Gobierno griego anuncia proyecto de ley para "nueva radiotelevisión"

Esto después de que este martes se anunciara el cierre inmediato de la televisión pública.

Varios trabajadores de la radiotelevisión pública de Grecia (ERT) escuchan como el gobierno anuncia el cierre de su empresa, en Atenas, Grecia./ EFE
Varios trabajadores de la radiotelevisión pública de Grecia (ERT) escuchan como el gobierno anuncia el cierre de su empresa, en Atenas, Grecia./ EFE

El gobierno griego anunció este miércoles la presentación de un proyecto de ley que reorganiza el servicio audiovisual público en el país, un día después del cierre fulminante de la radiotelevisión pública ERT.

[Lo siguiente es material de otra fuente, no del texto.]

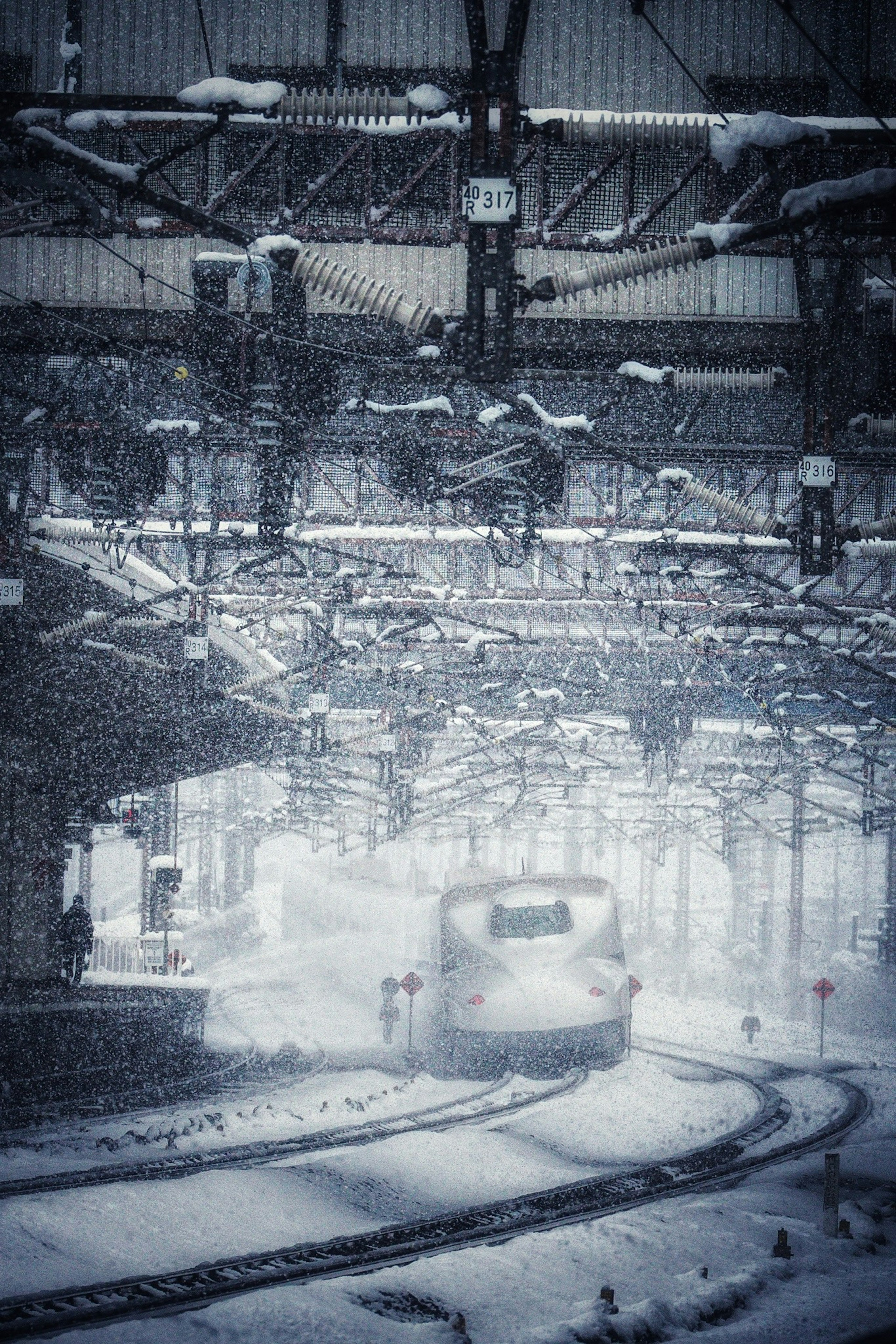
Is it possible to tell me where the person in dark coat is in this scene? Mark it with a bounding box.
[59,891,93,985]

"Se presentó este miércoles un proyecto sobre la nueva radio, internet y televisión griega ante la secretaría general del gobierno y será abordado por la tarde en una reunión de la comisión de proyectos de leyes", señaló un breve comunicado gubernamental.

Este proyecto de ley será debatido por los tres partidos de la coalición gubernamental y sometido al parlamento para su adopción. El texto prevé la creación de "una sociedad anónima pública perteneciente al Estado" pero con "su propia organización administrativa y económica y bajo la égida del Estado", según el primer artículo de este proyecto de ley.

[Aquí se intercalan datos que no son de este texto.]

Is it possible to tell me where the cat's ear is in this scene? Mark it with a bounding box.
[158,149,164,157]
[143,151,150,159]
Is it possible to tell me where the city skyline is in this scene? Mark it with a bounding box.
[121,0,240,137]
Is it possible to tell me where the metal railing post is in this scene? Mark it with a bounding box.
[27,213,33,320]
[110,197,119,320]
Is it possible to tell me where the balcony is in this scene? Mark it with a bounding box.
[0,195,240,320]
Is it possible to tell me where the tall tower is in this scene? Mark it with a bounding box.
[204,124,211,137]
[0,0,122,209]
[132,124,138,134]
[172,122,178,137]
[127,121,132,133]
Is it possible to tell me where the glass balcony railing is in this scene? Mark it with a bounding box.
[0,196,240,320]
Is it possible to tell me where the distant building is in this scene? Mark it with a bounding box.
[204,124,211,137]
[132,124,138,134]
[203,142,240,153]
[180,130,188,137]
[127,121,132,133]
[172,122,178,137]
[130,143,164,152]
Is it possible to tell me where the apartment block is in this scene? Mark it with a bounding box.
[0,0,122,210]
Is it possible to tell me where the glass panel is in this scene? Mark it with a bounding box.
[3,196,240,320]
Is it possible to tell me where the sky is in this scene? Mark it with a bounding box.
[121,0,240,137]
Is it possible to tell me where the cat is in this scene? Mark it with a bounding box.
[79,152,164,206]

"Cerramos algo que era turbio", afirmó el portavoz gubernamental Simos Kedikoglou, al presentar este proyecto de ley, únicamente a los corresponsales extranjeros porque los periodistas griegos están en huelga.

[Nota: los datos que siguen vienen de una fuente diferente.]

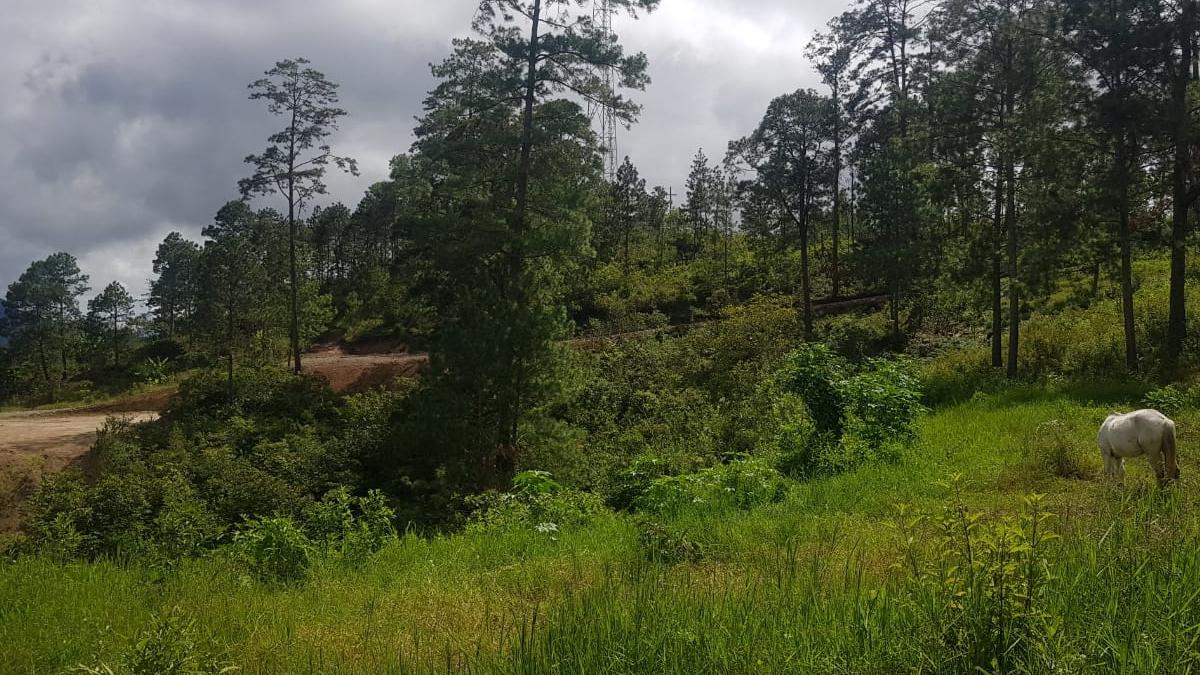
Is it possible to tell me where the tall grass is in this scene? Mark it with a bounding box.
[0,394,1200,673]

Según este texto, "el funcionamiento de la nueva radiotelevisión" griega, que debería llamarse Nerit S.A. "no depende del Estado" y "dispone de independencia editorial y de programación".

El cierre de la ERT, sobre la que recaían acusaciones de clientelismo político, provoca el despido de casi 2.700 empleados, entre ellos 677 periodistas.

Este cierre por sorpresa provocó el martes por la noche concentraciones espontáneas de miles de personas y de sindicalistas frente a la sede de la ERT, en un suburbio de Atenas. Los participantes calificaban de "golpe de Estado" la decisión del gobierno, dirigido por el primer ministro conservador Antonis Samaras.

La decisión fue tomada sólo por la Nueva Democracia de Samaras. Los otros dos partidos de la coalición gubernamental, los socialistas del Pasok y la izquierda moderada Dimar, estaban en contra de esta medida.